X_train, y_train = load_osuleaf(split="train", return_type="pd-multiindex")
X_new, _ = load_osuleaf(split="test", return_type="pd-multiindex")
X_new = X_new.loc[:2]  # smaller dataset for faster notebook runtime

# step 3 - specify the classifier
from sktime.classification.distance_based import KNeighborsTimeSeriesClassifier

clf = KNeighborsTimeSeriesClassifier(n_neighbors=3)

# step 4 - fit/train the classifier
clf.fit(X_train, y_train)

# step 5 - predict labels on new data
y_pred = clf.predict(X_new)

### 2.2.4 Time Series Classification - simple evaluation vignette

Evaluation is simila to `sklearn` classifiers - we split a dataset and evaluate performance on the test set.

This includes as additional steps:

* splitting the initial, historical data, e.g., using `train_test_split`
* comparing predictions with a held out data set

In [None]:
from sktime.classification.distance_based import KNeighborsTimeSeriesClassifier
from sktime.datasets import load_osuleaf

# data should be split inti train/test
X_train, y_train = load_osuleaf(split="train", return_type="pd-multiindex")
X_test, y_test = load_osuleaf(split="test", return_type="pd-multiindex")

# step 3-5 are the same
clf = KNeighborsTimeSeriesClassifier(n_neighbors=3)
clf.fit(X_train, y_train)
y_pred = clf.predict(X_test)

# for simplest evaluation, compare ground truth to predictions
from sklearn.metrics import accuracy_score

accuracy_score(y_test, y_pred)

### 2.2.5 Time Series Regression - basic vignettes

TSR vignettes are exactly the same as TSC, except that:

* `y` in `fit` input and `predict` output should be float 1D `np.ndarray`, not categorical
* other algorithms are commonly used and/or performant

In [None]:
# steps 1, 2 - prepare osuleaf dataset (train and new)
from sktime.datasets import load_covid_3month

X_train, y_train = load_covid_3month(split="train", return_type="numpy3D")
X_new, _ = load_covid_3month(split="test", return_type="numpy3D")
X_new = X_new.loc[:2]  # smaller dataset for faster notebook runtime

# step 3 - specify the regressor
from sktime.regression.distance_based import KNeighborsTimeSeriesRegressor

clf = KNeighborsTimeSeriesRegressor(n_neighbors=3)
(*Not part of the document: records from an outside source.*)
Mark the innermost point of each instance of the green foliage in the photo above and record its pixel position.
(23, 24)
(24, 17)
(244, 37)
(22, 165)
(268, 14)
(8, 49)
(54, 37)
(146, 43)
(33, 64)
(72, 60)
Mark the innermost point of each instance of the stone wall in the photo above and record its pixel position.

# step 4 - fit/train the classifier
clf.fit(X_train, y_train)

# step 5 - predict labels on new data
y_pred = clf.predict(X_new)

### 2.2.6 Time Series Classification - basic vignettes

## 2.3 Searching for estimators, estimator tags

Estimators in `sktime` are tagged.

Tags starting with "capability" indicate things the estimator can or cannot do, e.g.,

* `"capability:missing_values"` - dealing with missing values
* `"capability:multivariate"` - daling with multivariate input
* `"capability:unequal_length"` - deaing with time series panels where the individual time series have unequal length and/or unequal index

all tags for an estimator scitype (e.g., classifier, regressor) can be inspected by `sktime.registry.all_tags`:

In [None]:
from sktime.registry import all_tags

all_tags("classifier", as_dataframe=True)

valid estimator types are listed in the `all_tags` docstring, or `sktime.registry.BASE_CLASS_REGISTER`

In [None]:
from sktime.registry import BASE_CLASS_REGISTER

# get only fist table column, the list of types
list(zip(*BASE_CLASS_REGISTER))[0]

to find all estimators of a certain type, use `sktime.registry.all_estimators`

In [None]:
# list all classifiers in sktime
from sktime.registry import all_estimators

all_estimators("classifier", as_dataframe=True)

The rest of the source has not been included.